Lady Chatterley's Lover (D.H. Lawrence)


You know, I am usually one that objects to the four letter word that starts with a C that describes female genitalia. Hell, I'll say it--Cunt. Yes, cunt is not my favorite word by far, mostly because of the bitchy, rather dirty connotation it has taken on. A cunt is not a thing you make love to--it is for pure fucking, one night stands, and for women that wouldn't let you get even close to theirs. Yet, Lady Chatterley's Lover has recast the word in my eyes. "Tha'art good cunt, though, aren't ter? Best bit o' cunt left on earth... Fuck is only what you do. Animals fuck. But cunt's a lot more than that. It's thee, dost see: an' tha'rt a lot besides an animal, aren't ter? even ter fuck! Cunt! Eh, that's the beauty o' thee, lass." Ah, the subtleties of language one learns in literature. (Have you ever heard the penis called a 'cod?')

This novel is, yes, very sexually charged. It was banned for any sort of pubication in the United States, even by mail from Europe (the postmaster got involved to halt it). But it's literary merit brought it through to the public and brought the pubic delights of Lady Chatterley into daylight. If you are looking for a purely erotic novel, look elsewhere--something about pirates with Fabio on the cover will usually do, in my opinion. This story is mainly a tale of how industrialization, especially in England where the story is set, changes the nature of man. Sex is a huge part of this because, as men and women become mechanized, how do they define themselves as men and women? D.H. Lawrence believes that the self-worth that people had in the pre-industrial age is lost as they become cogs in an assembly line. In order to by happy and express themselves, then, they buy things. Money, money, money. So a bunch of sexless beings roam the planet, unable to truly love without shame.

I'm sure we can all agree when we look upon the general populace or the dating scene we see a lot of people that don't really qualify as "men." Modernized, shameful, gonadless men. So too with some women, who use sex to gain what they want and often don't crave it themselves, misleading their men and then shaming them for their own desires. Even after the sexual revoltion, do you think we have human sexuality quite right yet, quite wholly natural? Therefore when a man and a woman are able to truly love one another, in every way, it is truly a magical and rare thing.

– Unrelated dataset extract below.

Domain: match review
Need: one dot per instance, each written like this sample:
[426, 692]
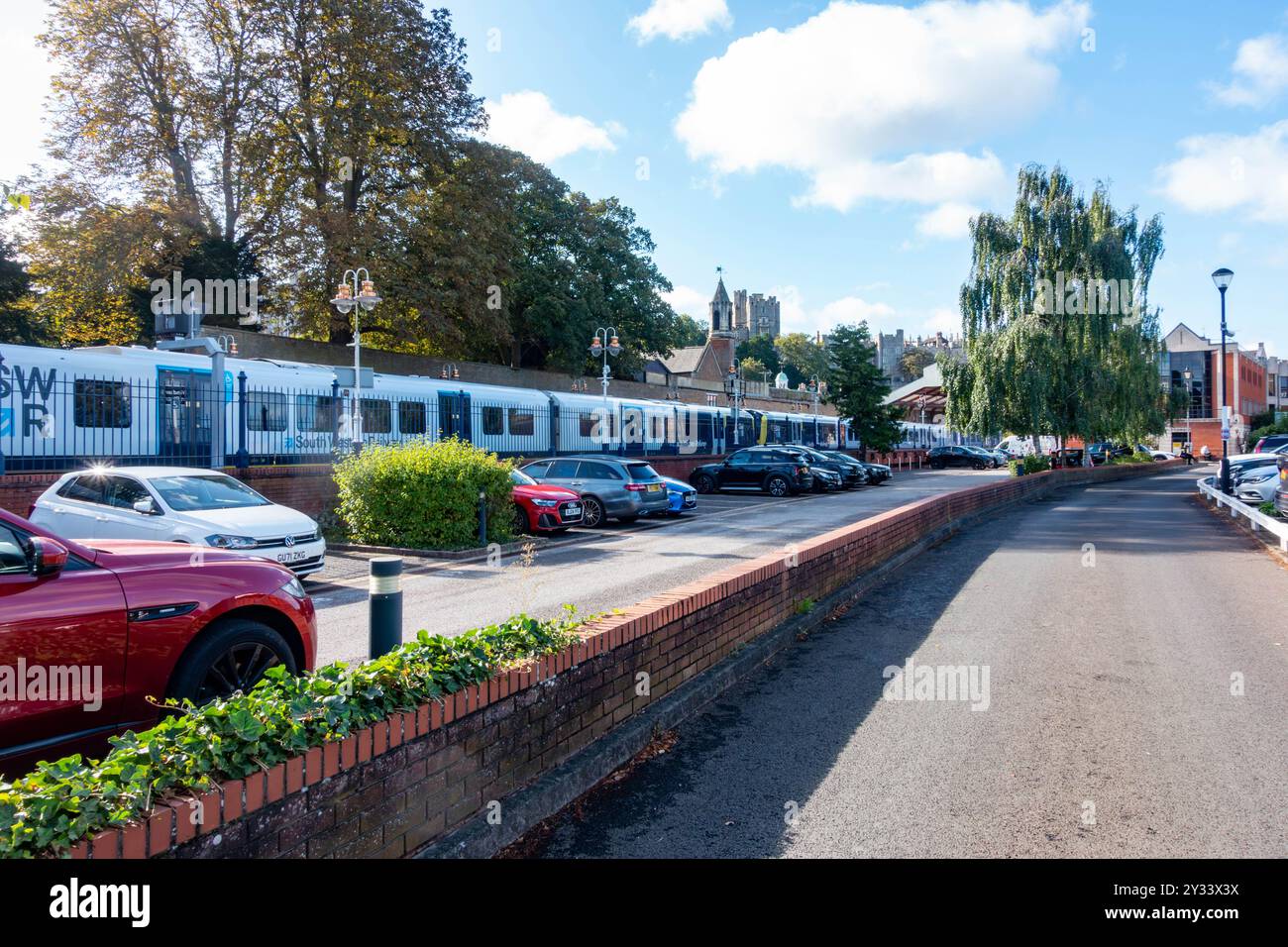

I really enjoyed the ideas that Lawrence, shall we say, arouses in the novel. Ideas that I believe are still very apt for these times, when we often discuss the isolating effects of technology and the inhumanizing aspects of airbrushed models in magazines and television. Where, then, is the Mellors to awaken every lost, searching (but for what?) Lady Chatterley? Or, as these characters name their, hmmm, nether regions in the book: John Thomas and Lady Jane. Lady Jane? That's going to be my new analogy for the vagina. I think I still prefer that to the word cunt.